In fund performance, Chorus was one of the standouts. Shares in Chorus rose 6% over the quarter, helped in part by solid FY22 half-year results that included an upgrade in its dividend guidance to 35 cents per share, from 26 cents per share. The company added that the dividend upgrade would provide shareholders with “dividend predictability, stability and sustainable growth”. Furthermore, the Commerce Commission confirmed that Chorus’ promise of faster fibre broadband speeds was flowing through to its customers.
Reflecting a pick-up in volatility and weakness in both equities and bonds was the strong relative performance of the fund’s overweight to cash. In late January, the VIX Index – a measure of market volatility – rose to its highest level in 18 months, which saw investors favour safe haven assets, including cash. Furthermore, as the Reserve Bank of New Zealand began to lift interest rates, cash balances began to increase yield, albeit at a small rate.
One of the fund’s largest overweight positions, Cleanaway Waste Management, was another contributor to performance over the quarter. Cleanaway ended the quarter higher after the company reported a strong first-half 2022 result relative to expectations, which included a gross revenue increase of more than 16% from the same period last year.
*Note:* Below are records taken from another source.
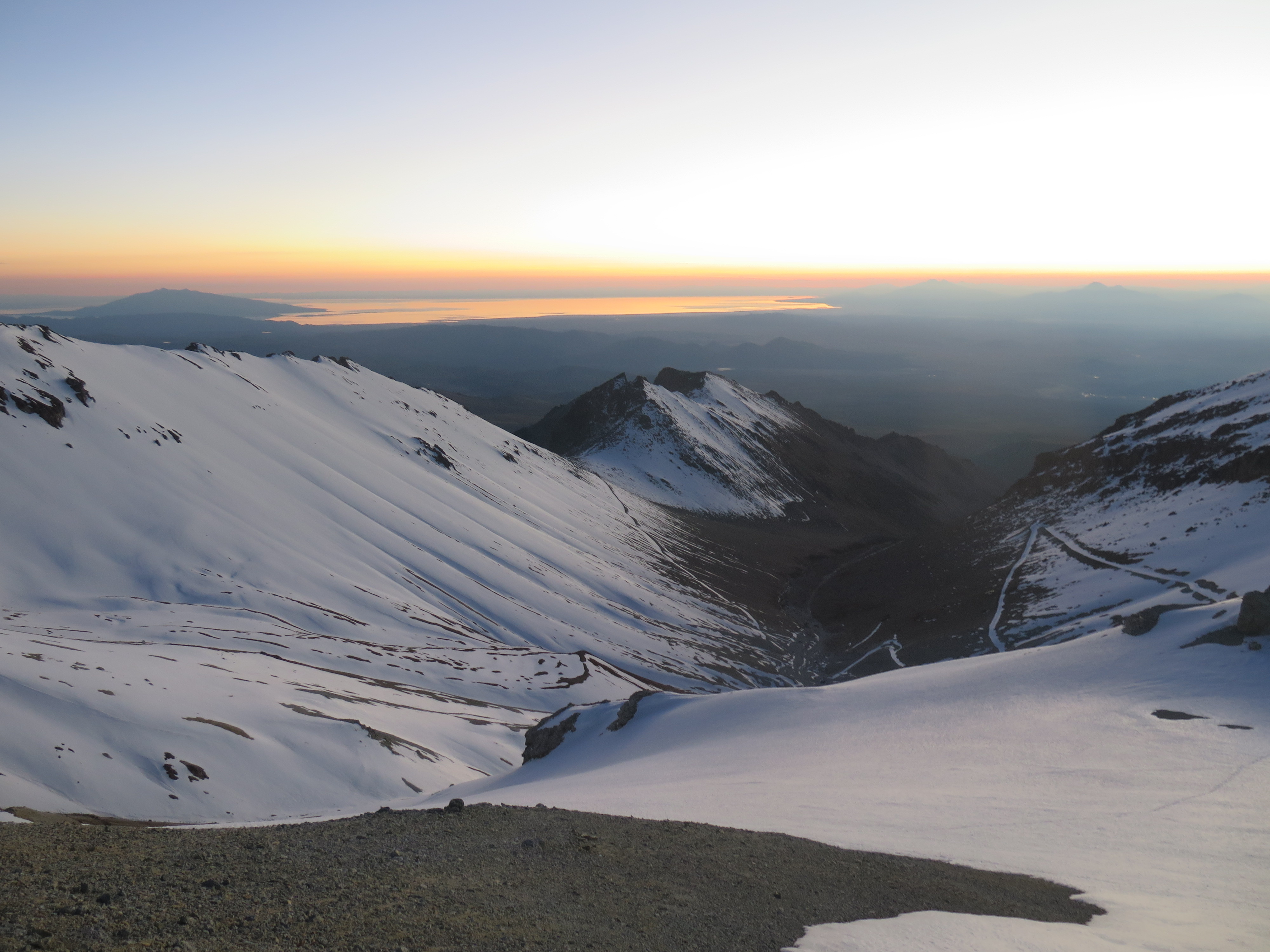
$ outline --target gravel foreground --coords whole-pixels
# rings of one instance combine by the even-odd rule
[[[777,833],[478,803],[250,829],[0,825],[0,952],[777,952],[923,909],[1087,923],[1044,880]]]

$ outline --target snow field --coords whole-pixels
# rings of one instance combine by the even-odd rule
[[[0,807],[358,812],[569,699],[773,680],[660,510],[436,393],[15,326],[0,386]]]

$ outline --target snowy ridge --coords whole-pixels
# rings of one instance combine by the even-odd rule
[[[617,730],[618,704],[585,707],[545,758],[443,797],[1030,873],[1107,910],[1088,925],[933,911],[817,925],[809,952],[1252,952],[1270,930],[1270,651],[1182,647],[1223,609],[1237,604],[823,688],[654,694]]]
[[[357,812],[566,699],[784,683],[662,510],[436,393],[8,325],[0,387],[0,807]]]
[[[799,496],[765,435],[803,423],[771,397],[715,373],[688,393],[643,377],[643,414],[579,453],[610,482],[664,505],[729,515],[781,515]]]
[[[1011,592],[1006,642],[1266,588],[1266,477],[1270,373],[1165,397],[1043,454],[997,515],[1044,528]]]
[[[861,534],[911,534],[1002,489],[919,439],[862,437],[775,391],[673,367],[620,374],[519,435],[663,505]]]

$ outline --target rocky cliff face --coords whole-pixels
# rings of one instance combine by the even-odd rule
[[[911,534],[998,489],[919,439],[862,437],[775,391],[671,367],[620,374],[518,435],[657,503],[848,531]]]
[[[1259,373],[1041,454],[980,513],[845,566],[812,611],[841,677],[1109,625],[1146,635],[1196,604],[1214,604],[1214,630],[1240,632],[1220,644],[1240,645],[1224,603],[1270,583],[1267,538],[1270,373]]]

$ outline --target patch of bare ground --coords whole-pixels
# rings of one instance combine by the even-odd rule
[[[805,925],[923,909],[1102,911],[1026,876],[546,807],[249,829],[33,819],[0,826],[5,952],[776,952]]]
Despite the New South Wales lockdowns compressing margins (fixed costs remained), news that further lockdowns are highly unlikely meant the outlook for business is bright.
Detracting from performance were two of the NZX 50’s growth stocks, Pacific Edge and Serko, the two worst-performing stocks in the NZX 50 over the quarter. Pacific Edge suffered from the underperformance in the healthcare sector, while Serko shares struggled, reflecting the ongoing uncertainty for the travel industry amid the Omicron outbreak.
And finally, James Hardie Industries, one of the fund’s largest overweight positions, was another drag on performance, with shares in the company ending the quarter down more than 20%. Despite reporting relatively strong third-quarter 2022 earnings, rising long-dated US bond yields, which could put pressure on the housing market, dampened the outlook for the building and materials.